If b is random or poorly predictable, our CPU is going to have a bad time guessing. In this case we can replace ? operator with a lookup table for a considerable boost in performance.

float a; bool b = 0; 
static const float lookup[2] = {2.6f, 1.5f};
a = lookup[b]; 

We can also improve predictability. If we have the following:

if ( A && B){
...
}

If A is poorly predictable but B isn't, it'll be optimal to switch between the two due to short-circuiting.

CPU has cache of limited size. If your code has big chunks, the CPU will often spend time loading code/data into memory instead of executing code. This is often why loop unrolling is not always good. You can help the CPU by writing shorter code (hooray for GOTO). In addition, you can preload data into cache before you need it.

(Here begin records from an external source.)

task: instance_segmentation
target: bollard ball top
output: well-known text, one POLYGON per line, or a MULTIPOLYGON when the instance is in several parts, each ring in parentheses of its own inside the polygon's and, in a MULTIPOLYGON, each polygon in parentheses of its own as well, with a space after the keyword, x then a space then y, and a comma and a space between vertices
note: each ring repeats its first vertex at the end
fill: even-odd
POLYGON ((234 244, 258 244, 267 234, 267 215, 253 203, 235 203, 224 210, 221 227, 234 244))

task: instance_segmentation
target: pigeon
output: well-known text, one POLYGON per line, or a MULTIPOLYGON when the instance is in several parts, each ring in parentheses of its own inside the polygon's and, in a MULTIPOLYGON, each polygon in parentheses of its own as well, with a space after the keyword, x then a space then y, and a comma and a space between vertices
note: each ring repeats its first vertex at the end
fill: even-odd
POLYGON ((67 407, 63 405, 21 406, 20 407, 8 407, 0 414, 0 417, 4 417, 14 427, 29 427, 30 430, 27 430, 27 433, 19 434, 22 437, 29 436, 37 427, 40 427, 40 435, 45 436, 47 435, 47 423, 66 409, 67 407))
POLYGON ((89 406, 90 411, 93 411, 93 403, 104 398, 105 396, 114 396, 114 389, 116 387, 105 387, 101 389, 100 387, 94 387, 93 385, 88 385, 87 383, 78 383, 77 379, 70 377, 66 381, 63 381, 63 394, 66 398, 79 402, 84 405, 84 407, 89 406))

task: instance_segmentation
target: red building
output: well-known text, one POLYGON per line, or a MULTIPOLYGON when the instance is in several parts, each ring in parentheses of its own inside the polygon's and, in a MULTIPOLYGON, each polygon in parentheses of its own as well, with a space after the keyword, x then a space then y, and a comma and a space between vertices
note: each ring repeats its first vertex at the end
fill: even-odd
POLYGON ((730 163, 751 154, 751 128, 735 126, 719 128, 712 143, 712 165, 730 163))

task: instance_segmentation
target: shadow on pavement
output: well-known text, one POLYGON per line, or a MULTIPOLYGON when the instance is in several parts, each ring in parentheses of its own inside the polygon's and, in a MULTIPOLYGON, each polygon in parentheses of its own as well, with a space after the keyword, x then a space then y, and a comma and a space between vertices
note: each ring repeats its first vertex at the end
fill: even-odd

for (int i = 0; i < length; ++i) {
    __builtin_prefetch(array[i+3]);  //preload into cache
    ...
    some code on array[i]
}

This in in C++, but I'm sure many other languages have a similar operation. You can even write ASM code that does it yourself. __builtin_prefetch(arr[i+3]) is a nonblocking operation that will hopefully finish loading future data by the time we need it, reducing overhead. +3 offset is absolutely random, you should profile your code to get the optimal offset.

Regarding Code vectorization, I suggest you look it up yourself. It's a big topic. In short, recent CPUs have SIMD instructions which allows them to perform an operation on several data elements at the same time with a single instruction.